Bobby was a bulky guy, gray haired, probably in his early 50’s, who was wearing a camo jacket and blue jeans. Reverend David introduced me as a writer gathering stories on the pipeline, who’s sort of against it. Bobby, looking at my beard and slightly ragged clothing, saw in me the very protestors who staged demonstrations near his land. Storms asked about how he knew they were paid. Bobby said he asked the protestors how they paid for their food and housing, and because they couldn’t offer any clear answers, he automatically presumed they were “paid protestors” who some nebulous environmental network hires to send to the environmental catastrophe du jour. Unsurprisingly, that was the extent of Bobby’s “evidence,” and he didn’t seem capable of distinguishing being supported as a protestor and being paid as one.


“Now let me ask you this!” he exclaimed, scowling, pointing his finger at my face. “Do you know how much a gallon of gasoline costs in Saudi Arabia?”


“No,” I said.


“You don’t!” he hurrumphed. “That’s interesting.”


“Do you know what a liter is?” he asked.

Never before had someone spoken to me so condescendingly. I was tired of avoiding conflict, avoiding the topic of climate change, avoiding telling the truth to these fools. My only thought: Bring it on, bitch! I’m taking this conversation all the way to climate change.


“Yeah, I know what a liter is,” I said.


“Well a liter of gasoline in Saudi Arabia costs 16 cents.”


“Yeah, but we don’t get this oil,” I said. “Or at least we don’t get all of it. Valero, the refining company, which gets 20 percent of the Keystone XL oil, has stated that they’re going to export it to nations overseas.”


“Valero is one of the few refiners in the country,” he said, “that gets its oil from America and sells its oil to Americans.”


“Well, I can’t tell you the history of Valero, but I can tell you they aren’t selling that oil to America. The pipe won’t do anything to lower gas prices.”


Reverend David, seeing that things were heating up, interrupted to say that we had to head back to his house because dinner was ready. Storms, who also seemed to want to avoid conflict, tried to steer the conversation down a more peaceful path.


But Bobby jumped in, pointing at my face again. “What do these protestors care about whether this pipe goes through this or that person’s land?!”


“Well, for them, it’s not a local issue. It’s a global one.”


I was about to bring up global warming, which I knew would have enraged Bobby, but Reverend David got up and began to nudge us out of Bobby’s house.
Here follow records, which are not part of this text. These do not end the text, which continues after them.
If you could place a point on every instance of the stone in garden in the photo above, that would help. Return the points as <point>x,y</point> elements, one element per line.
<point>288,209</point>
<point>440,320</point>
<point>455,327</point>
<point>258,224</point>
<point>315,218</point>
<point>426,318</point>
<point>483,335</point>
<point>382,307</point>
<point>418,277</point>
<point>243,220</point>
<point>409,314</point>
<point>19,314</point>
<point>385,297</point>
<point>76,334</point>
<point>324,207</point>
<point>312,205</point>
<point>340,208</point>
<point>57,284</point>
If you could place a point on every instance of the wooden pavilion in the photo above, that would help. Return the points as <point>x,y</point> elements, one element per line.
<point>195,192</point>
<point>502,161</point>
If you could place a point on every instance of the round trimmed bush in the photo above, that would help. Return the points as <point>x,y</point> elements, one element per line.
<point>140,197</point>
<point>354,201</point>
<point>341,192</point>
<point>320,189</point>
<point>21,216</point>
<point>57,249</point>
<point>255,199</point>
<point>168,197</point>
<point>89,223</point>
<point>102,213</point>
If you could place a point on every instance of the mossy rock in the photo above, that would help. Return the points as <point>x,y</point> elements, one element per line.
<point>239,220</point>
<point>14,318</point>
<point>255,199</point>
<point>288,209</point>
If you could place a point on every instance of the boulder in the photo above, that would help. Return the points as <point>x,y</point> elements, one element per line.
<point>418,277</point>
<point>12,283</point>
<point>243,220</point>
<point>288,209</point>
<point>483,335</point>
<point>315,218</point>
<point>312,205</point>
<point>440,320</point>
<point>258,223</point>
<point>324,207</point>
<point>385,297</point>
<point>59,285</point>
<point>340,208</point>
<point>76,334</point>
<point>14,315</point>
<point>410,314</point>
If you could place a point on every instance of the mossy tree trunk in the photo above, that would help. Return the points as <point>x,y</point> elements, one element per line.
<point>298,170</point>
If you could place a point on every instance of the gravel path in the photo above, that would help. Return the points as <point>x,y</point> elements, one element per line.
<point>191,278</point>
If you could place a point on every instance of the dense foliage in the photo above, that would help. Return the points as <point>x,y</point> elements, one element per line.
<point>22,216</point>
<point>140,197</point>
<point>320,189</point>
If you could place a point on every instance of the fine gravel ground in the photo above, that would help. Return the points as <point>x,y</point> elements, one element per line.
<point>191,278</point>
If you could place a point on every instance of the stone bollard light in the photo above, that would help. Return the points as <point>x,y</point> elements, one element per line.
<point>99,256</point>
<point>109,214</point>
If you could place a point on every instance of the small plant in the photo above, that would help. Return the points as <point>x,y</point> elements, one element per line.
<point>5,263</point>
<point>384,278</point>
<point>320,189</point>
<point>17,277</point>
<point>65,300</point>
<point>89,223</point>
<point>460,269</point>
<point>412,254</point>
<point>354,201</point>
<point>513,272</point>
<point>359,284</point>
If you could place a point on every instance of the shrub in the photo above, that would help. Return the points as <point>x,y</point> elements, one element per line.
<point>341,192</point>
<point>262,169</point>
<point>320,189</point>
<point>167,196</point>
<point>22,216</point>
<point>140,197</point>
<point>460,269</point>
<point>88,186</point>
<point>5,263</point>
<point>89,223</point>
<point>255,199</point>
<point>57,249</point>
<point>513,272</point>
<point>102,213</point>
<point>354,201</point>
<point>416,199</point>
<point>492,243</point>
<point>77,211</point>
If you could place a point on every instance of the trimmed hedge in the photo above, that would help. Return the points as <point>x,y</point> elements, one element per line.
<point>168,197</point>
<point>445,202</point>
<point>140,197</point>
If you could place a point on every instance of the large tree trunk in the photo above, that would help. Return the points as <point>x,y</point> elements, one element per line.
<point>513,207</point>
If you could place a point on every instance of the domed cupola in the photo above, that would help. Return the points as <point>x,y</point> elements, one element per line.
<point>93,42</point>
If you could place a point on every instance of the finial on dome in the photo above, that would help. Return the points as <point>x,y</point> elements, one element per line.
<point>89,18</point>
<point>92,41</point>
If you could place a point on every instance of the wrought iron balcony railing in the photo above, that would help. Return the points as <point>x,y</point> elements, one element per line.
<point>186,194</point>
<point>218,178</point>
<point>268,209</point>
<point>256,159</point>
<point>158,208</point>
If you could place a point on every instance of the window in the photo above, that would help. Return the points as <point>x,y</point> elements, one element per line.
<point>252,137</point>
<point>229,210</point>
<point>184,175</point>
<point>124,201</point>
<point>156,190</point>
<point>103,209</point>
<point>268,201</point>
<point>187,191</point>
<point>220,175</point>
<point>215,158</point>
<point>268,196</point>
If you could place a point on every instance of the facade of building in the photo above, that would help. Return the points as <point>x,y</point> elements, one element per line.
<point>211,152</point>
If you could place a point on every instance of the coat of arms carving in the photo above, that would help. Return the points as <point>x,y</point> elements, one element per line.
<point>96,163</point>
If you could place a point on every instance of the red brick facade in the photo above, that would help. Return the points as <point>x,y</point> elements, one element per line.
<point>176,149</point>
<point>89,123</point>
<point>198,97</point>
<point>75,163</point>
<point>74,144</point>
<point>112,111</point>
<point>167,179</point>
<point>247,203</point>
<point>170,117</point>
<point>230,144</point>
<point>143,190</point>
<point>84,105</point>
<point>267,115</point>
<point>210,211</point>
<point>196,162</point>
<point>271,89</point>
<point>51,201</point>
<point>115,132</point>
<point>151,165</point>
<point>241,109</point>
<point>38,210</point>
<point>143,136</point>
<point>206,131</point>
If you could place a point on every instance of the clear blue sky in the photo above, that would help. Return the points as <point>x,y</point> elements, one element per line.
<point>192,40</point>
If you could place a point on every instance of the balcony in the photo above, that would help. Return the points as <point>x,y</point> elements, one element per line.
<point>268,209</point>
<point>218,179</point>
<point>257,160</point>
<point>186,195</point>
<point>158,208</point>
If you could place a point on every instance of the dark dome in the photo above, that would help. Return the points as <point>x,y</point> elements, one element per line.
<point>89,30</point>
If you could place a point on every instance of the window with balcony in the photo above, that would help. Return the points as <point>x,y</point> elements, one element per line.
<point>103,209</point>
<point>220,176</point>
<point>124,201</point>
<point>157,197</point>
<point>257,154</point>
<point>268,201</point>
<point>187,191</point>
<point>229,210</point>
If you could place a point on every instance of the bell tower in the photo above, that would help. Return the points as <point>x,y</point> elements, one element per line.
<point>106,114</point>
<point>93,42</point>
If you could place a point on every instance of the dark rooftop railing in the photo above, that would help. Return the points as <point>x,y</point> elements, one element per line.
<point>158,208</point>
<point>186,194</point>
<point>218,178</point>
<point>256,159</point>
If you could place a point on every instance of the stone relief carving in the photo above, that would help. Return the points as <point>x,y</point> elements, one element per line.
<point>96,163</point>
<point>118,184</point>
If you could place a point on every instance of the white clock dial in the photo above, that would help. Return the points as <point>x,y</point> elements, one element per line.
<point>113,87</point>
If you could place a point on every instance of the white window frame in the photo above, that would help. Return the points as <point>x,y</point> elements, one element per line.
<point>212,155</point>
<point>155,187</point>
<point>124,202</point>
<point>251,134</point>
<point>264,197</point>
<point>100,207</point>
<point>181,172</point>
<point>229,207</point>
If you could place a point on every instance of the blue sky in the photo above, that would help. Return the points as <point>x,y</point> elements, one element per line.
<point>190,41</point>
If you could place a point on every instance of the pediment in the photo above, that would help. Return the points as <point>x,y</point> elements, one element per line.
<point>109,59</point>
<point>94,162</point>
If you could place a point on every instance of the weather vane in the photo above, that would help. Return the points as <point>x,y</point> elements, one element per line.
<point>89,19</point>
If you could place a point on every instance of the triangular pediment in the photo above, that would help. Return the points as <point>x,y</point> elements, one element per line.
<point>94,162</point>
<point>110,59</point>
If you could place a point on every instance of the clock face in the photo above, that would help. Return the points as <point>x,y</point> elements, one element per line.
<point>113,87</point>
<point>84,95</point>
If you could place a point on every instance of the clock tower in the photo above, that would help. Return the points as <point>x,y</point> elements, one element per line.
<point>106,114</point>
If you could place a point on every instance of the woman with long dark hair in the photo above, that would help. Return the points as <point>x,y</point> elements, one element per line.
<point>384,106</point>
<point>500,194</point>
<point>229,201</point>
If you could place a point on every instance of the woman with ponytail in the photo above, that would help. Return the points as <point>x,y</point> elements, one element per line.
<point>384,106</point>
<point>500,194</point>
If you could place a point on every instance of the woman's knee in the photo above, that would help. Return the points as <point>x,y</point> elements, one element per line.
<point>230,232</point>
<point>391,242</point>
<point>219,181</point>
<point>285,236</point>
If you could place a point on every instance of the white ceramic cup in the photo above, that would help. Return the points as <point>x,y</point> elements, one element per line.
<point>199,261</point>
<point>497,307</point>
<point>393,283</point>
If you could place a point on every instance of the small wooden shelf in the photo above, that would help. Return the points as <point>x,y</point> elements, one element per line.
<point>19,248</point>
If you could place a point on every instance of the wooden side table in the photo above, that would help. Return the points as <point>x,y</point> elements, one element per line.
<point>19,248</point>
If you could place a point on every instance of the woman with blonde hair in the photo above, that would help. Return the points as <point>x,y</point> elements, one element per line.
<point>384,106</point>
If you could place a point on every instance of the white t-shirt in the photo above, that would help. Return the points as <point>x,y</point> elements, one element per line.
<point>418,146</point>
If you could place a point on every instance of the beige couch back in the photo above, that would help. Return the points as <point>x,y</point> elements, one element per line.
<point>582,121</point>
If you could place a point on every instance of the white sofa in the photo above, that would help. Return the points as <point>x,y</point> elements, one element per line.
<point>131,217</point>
The next day, as we began our walk south again, I thought about all the things I could have said to Bobby, and how much more persuasive I could have been. I supposed it didn’t matter, though: Bobby wasn’t going to change his mind no matter how much evidence was put under his nose, as he’ll never be convinced of something he doesn’t wish to believe. The battle over climate change, I thought, like the battle over civil rights, will not be won by out-facting or out-moraling the other side, but by passing the torch of reason down to the generations to come, who will replace and laugh at us all.






Pastor Shane and family in the town of Providence fed me supper and let me set up my tent behind their church.


View from Rainbow Baptist Church in Rye, TX.